I mean, it sounded like when you talk about applying these these linear transformations stage by stage, it it starts to sound like something, you know, like there's this area of random matrix theory where we can understand the, say, eigenvalues of random matrices. And this is getting a little bit technical, but this property of things decaying to zero is a kind of stability where some things are sort of stable in that they converge to zero or unstable in that they explode when you repeatedly apply a transformation. And what it sounds like you're saying is that the eigenvalues of these random matrices need to be around one. Is that fair? That's very fair.
This intuition is precisely correct. We definitely care about the size of the signal. If our eigenvalues are too small, if our matrices are too small, they will make the signal disappear. But it is also true that if matrices are too large and they will introduce so much instability into the system that learning will not be successful.

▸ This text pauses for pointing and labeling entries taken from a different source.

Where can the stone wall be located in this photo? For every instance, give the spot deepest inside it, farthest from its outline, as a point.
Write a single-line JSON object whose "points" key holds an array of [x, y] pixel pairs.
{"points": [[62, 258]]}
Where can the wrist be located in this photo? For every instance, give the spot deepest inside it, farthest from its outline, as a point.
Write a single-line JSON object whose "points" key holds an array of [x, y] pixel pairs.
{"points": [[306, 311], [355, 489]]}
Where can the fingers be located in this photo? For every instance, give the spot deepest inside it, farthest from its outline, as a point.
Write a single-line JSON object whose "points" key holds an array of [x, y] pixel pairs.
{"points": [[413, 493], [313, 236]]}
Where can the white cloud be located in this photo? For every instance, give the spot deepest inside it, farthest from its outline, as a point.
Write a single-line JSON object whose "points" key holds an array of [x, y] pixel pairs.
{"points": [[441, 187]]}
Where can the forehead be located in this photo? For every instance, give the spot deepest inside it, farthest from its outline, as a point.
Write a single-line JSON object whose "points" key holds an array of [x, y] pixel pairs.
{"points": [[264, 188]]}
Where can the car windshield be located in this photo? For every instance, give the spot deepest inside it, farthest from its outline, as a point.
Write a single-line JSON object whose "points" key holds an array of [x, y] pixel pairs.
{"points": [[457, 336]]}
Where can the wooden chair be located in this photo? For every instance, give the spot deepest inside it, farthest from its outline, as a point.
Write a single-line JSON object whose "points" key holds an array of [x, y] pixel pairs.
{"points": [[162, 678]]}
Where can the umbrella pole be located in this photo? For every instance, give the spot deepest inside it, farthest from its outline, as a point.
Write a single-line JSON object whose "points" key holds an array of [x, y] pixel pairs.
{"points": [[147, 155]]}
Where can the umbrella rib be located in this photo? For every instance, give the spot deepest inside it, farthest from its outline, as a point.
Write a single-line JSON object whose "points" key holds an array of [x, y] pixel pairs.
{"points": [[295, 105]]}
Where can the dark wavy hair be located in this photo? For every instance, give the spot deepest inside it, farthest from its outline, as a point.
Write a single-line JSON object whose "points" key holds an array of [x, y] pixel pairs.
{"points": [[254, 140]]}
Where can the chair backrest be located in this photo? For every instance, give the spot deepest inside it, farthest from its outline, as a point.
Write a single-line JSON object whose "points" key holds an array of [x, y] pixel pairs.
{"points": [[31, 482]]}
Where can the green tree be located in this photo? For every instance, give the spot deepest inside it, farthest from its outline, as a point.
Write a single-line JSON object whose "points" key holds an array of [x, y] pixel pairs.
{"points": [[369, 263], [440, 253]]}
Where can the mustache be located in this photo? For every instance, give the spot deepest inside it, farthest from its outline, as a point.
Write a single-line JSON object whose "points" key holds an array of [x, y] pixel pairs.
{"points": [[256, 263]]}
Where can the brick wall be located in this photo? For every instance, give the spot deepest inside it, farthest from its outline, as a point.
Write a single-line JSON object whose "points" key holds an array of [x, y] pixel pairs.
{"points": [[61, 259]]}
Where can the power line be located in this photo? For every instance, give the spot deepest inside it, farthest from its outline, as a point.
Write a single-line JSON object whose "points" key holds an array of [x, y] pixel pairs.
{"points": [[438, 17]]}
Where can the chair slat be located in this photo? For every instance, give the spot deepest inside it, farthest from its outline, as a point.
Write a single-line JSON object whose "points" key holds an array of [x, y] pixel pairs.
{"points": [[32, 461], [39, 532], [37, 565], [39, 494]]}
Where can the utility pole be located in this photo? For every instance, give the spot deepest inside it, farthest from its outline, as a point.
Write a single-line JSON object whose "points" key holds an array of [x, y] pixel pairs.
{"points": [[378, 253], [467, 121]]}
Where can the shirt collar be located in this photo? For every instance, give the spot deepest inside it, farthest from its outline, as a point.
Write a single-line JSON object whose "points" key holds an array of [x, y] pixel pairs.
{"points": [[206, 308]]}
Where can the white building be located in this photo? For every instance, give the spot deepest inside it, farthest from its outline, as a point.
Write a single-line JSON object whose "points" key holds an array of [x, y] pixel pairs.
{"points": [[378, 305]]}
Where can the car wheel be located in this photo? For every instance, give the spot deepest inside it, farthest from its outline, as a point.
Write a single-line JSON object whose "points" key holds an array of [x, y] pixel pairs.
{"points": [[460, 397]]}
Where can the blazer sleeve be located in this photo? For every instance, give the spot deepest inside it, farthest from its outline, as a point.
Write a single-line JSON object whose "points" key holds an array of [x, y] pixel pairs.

And so there is this sweet spot of scale for the random initialization where things work well.
So in practice, when a practitioner wants to train a neural net in a real dataset, the scale of the initialization is one of the most important parameters you need to worry about. Now, Ilya, you're famous for several different things, but one of the things you're famous for is your work on recurrent neural networks, which are extremely deep. And did this intuition about what happens with a 10 layer neural network arise from your work on RNNs? It's all very connected. Yes.
RNNs are are neural networks which are adapted to deal with sequences. So the way they work is that you've got imagine you have inputs coming in, you've got a new input coming every second, and you've got a new hidden layer coming in at every second which you compute. And you connections. You use the same weights to compute the new inputs. So it's a bit like a dynamical system.
It's responsive. It's very interesting. And so with recurrent neural networks, you always want to train them on long sequences because that's the interesting case. Unlike neural networks, where even a two layer neural network can be interesting, a recurrent neural network with two time steps is not interesting. And so you are naturally pushed to this regime where you have long sequences in recurrent neural networks, and then the scale plays an absolutely crucial difference.